Le conseil électoral provisoire (CEP) va évaluer la situation dans les prochains jours. Son président Léopold Berlanger espère pouvoir annoncer un nouveau calendrier électoral d’ici une semaine.

L’utilisation des écoles et des églises comme abris a été l’une des raisons du report. Ces locaux doivent servir de centres de vote. Matthew a également rendu impossible l’acheminement du matériel électoral dans certaines zones.

Le pays s’était-il relevé du séisme de 2010 ?

Le pays ne s’est que partiellement relevé du séisme de janvier 2010, qui a fait plus de 200 000 morts. On ne voit plus, depuis plusieurs années, les amoncellements de décombres dans la capitale, Port-au-Prince. Mais plus de six ans après le tremblement de terre, près de 60 000 sans-abri vivent toujours dans des campements de fortune.

Le slogan « reconstruire mieux » qu’avait lancé Bill Clinton, envoyé spécial des Nations unies pour Haïti, est largement resté un vœu pieu.

Dans quel état se trouve aujourd’hui l’économie du pays ? Le pays peut-il s’en relever ? On a l’impression de poser la même question à chaque fois…

La situation économique de Haïti n’a cessé d’être difficile. Elle s’est considérablement aggravée du fait du séisme de 2010. Le gros de l’assistance post-séisme a été de l’aide humanitaire. Les résultats de l’aide à la reconstruction ont été très décevants par rapport aux montants promis par les bailleurs de fonds.

Depuis l’aggravation de la crise au Venezuela, qui était devenu l’un des principaux bailleurs de fonds grâce au programme Petrocaribe, et la baisse de l’aide des autres bailleurs, ce sont les transferts de fonds de la diaspora qui soutiennent l’économie haïtienne.

L’aggravation de la crise économique a augmenté les flux d’émigration, vers la République dominicaine, les autres îles de la région, les Etats-Unis et l’Amérique latine.

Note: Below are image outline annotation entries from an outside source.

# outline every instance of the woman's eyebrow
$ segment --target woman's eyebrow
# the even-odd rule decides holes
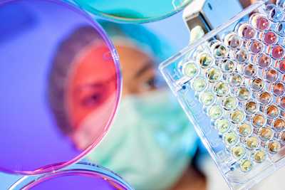
[[[144,64],[143,67],[142,67],[139,70],[138,70],[138,72],[134,75],[134,78],[138,78],[148,70],[152,69],[153,65],[154,65],[153,61],[152,61],[151,60],[148,60]]]

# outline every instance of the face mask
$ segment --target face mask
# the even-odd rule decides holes
[[[118,173],[135,189],[166,189],[196,150],[193,127],[167,91],[122,100],[111,129],[88,159]]]

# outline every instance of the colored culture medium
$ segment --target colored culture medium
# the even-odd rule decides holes
[[[284,153],[285,9],[262,4],[241,14],[247,21],[234,18],[234,31],[221,27],[160,65],[234,189],[252,186]]]

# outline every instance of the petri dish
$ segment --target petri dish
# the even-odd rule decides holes
[[[48,189],[133,189],[120,176],[103,167],[80,162],[54,173],[27,176],[9,190]]]
[[[87,11],[108,19],[145,23],[163,19],[182,10],[192,0],[68,0]]]
[[[116,111],[116,51],[88,15],[59,1],[2,1],[0,19],[0,171],[38,174],[77,162]]]

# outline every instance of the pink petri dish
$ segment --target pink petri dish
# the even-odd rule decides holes
[[[80,162],[56,172],[27,176],[11,185],[9,190],[130,190],[120,176],[97,165]]]
[[[60,1],[2,1],[0,19],[0,171],[38,174],[75,163],[117,110],[114,46],[87,14]]]

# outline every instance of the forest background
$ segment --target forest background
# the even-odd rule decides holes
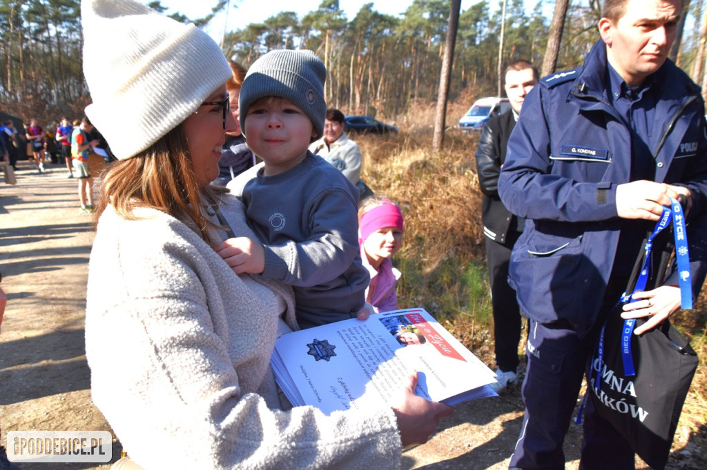
[[[218,12],[233,8],[230,1],[214,3],[204,18],[170,16],[204,27]],[[707,1],[684,3],[670,56],[707,89]],[[25,121],[37,117],[45,126],[62,116],[75,119],[83,114],[90,96],[81,71],[79,4],[0,0],[0,111]],[[499,94],[499,65],[526,59],[539,68],[551,55],[555,59],[547,73],[581,64],[599,39],[600,2],[540,0],[529,10],[522,0],[479,1],[457,11],[456,42],[450,48],[448,30],[455,4],[458,8],[458,0],[414,0],[403,13],[392,16],[367,4],[349,19],[338,0],[324,0],[302,18],[282,11],[262,23],[224,31],[221,47],[246,66],[274,49],[315,50],[329,72],[330,106],[399,127],[396,135],[356,138],[364,156],[363,179],[377,193],[398,201],[405,216],[404,246],[395,260],[403,272],[401,306],[424,306],[492,365],[481,194],[473,158],[478,135],[462,133],[455,125],[474,100]],[[158,1],[149,5],[165,11]],[[553,9],[561,14],[551,21],[544,13]],[[554,34],[559,41],[549,40]],[[438,147],[432,145],[433,126],[445,52],[451,59],[448,91],[443,95],[446,138]],[[107,64],[90,65],[110,73]],[[674,317],[703,358],[707,357],[705,299],[703,292],[694,311]],[[687,431],[679,440],[699,447],[701,468],[707,466],[706,423],[707,367],[701,365],[681,417],[679,428]]]

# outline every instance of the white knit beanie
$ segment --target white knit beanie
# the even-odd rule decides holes
[[[245,135],[245,115],[254,102],[266,96],[285,98],[312,121],[315,138],[324,132],[327,102],[324,83],[327,68],[312,51],[277,49],[253,62],[240,85],[238,110],[240,130]],[[246,135],[246,138],[247,135]]]
[[[86,116],[118,159],[148,148],[231,76],[206,33],[134,0],[82,0],[81,24]]]

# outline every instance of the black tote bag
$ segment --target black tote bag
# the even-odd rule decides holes
[[[674,247],[670,232],[665,230],[653,241],[645,290],[662,285],[666,277]],[[641,251],[626,292],[633,291],[645,257],[645,251]],[[633,451],[651,468],[662,470],[667,463],[677,421],[697,368],[697,354],[666,320],[640,337],[631,334],[635,375],[627,375],[621,344],[624,305],[614,307],[607,320],[602,360],[597,347],[588,373],[588,392],[597,413],[624,435]],[[645,321],[638,319],[636,326]]]

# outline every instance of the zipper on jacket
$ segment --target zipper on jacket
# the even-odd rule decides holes
[[[670,121],[668,123],[667,127],[665,128],[665,132],[663,132],[662,135],[660,136],[660,140],[658,141],[658,146],[655,148],[655,153],[653,154],[653,159],[655,159],[655,158],[658,157],[658,152],[660,152],[660,149],[662,148],[663,144],[665,143],[665,140],[667,139],[667,135],[670,133],[671,131],[672,131],[672,127],[675,125],[675,121],[677,121],[677,119],[680,117],[680,114],[682,114],[682,112],[685,110],[685,108],[687,107],[688,104],[696,99],[697,97],[694,95],[688,98],[687,101],[686,101],[682,106],[680,107],[680,109],[677,110],[677,112],[675,113],[675,115],[670,119]]]

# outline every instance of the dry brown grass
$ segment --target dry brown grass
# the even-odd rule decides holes
[[[395,119],[397,135],[356,136],[363,153],[363,179],[378,194],[398,202],[405,217],[404,246],[395,264],[403,272],[402,307],[424,306],[481,357],[492,363],[490,305],[484,262],[481,195],[474,152],[478,133],[455,126],[472,100],[448,110],[444,149],[431,150],[434,107],[418,105]],[[707,357],[707,292],[674,323]],[[707,366],[701,364],[676,435],[707,455]],[[694,456],[690,464],[694,464]],[[701,457],[699,457],[699,459]],[[707,468],[707,462],[702,468]]]

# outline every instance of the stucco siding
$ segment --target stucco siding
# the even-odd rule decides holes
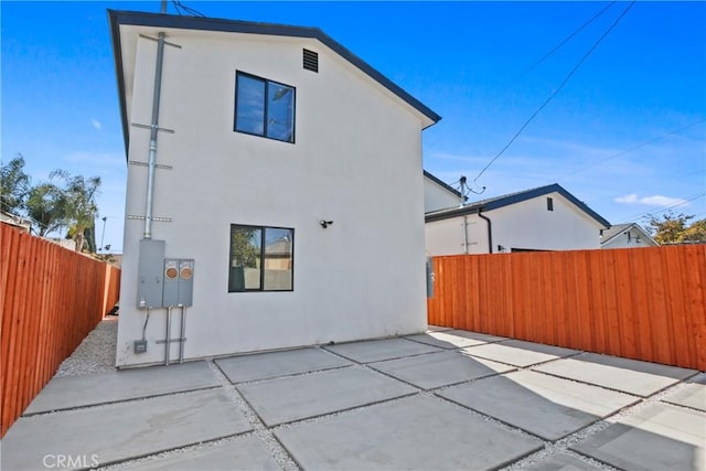
[[[422,331],[422,119],[314,40],[170,30],[168,41],[182,49],[165,49],[160,126],[175,132],[160,132],[158,163],[173,170],[157,170],[153,211],[172,222],[152,238],[195,259],[185,356]],[[319,53],[318,74],[302,47]],[[138,41],[131,122],[150,120],[154,51]],[[236,71],[296,87],[293,144],[233,131]],[[149,130],[132,128],[130,160],[147,161],[148,146]],[[145,214],[146,181],[129,165],[127,214]],[[231,224],[295,229],[293,291],[227,292]],[[163,361],[164,310],[148,352],[132,353],[142,229],[126,222],[118,365]]]
[[[438,183],[428,178],[424,178],[424,211],[445,210],[447,207],[458,206],[461,197],[454,195],[450,191],[443,189]]]
[[[547,196],[554,211],[547,211]],[[500,207],[493,222],[493,246],[533,250],[573,250],[600,247],[600,225],[558,193]]]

Ne faudrait-il pas reboiser Haïti pour éviter d’autres catastrophes naturelles ?

Le reboisement est l’une des meilleures façons d’amortir l’impact dévastateur des ouragans et des tempêtes tropicales. Malheureusement, les expériences de reboisement en Haïti ont pour la plupart échoué par manque de coordination avec les populations locales.

On parle de Haïti, mais la République dominicaine voisine a-t-elle également été touchée aussi fortement ?

La République dominicaine, qui partage l’île d’Hispaniola avec Haïti, a été moins touchée. Les autorités ont fait état de quatre morts. Les vents qui ont soufflé en République dominicaine étaient de force tempête tropicale et non ouragan. L’essentiel des dégâts a été enregistré dans le sud-ouest de la République dominicaine, de Barahona à Pedernales.

L’ouragan a également dévasté la ville et la région de Baracoa à Cuba, comment peut-on aider les Cubains ? Quelles ONG iront sur place ?

L’ambassade de Cuba devrait pouvoir dire quelles sont les ONG autorisées par les autorités à intervenir à Baracoa.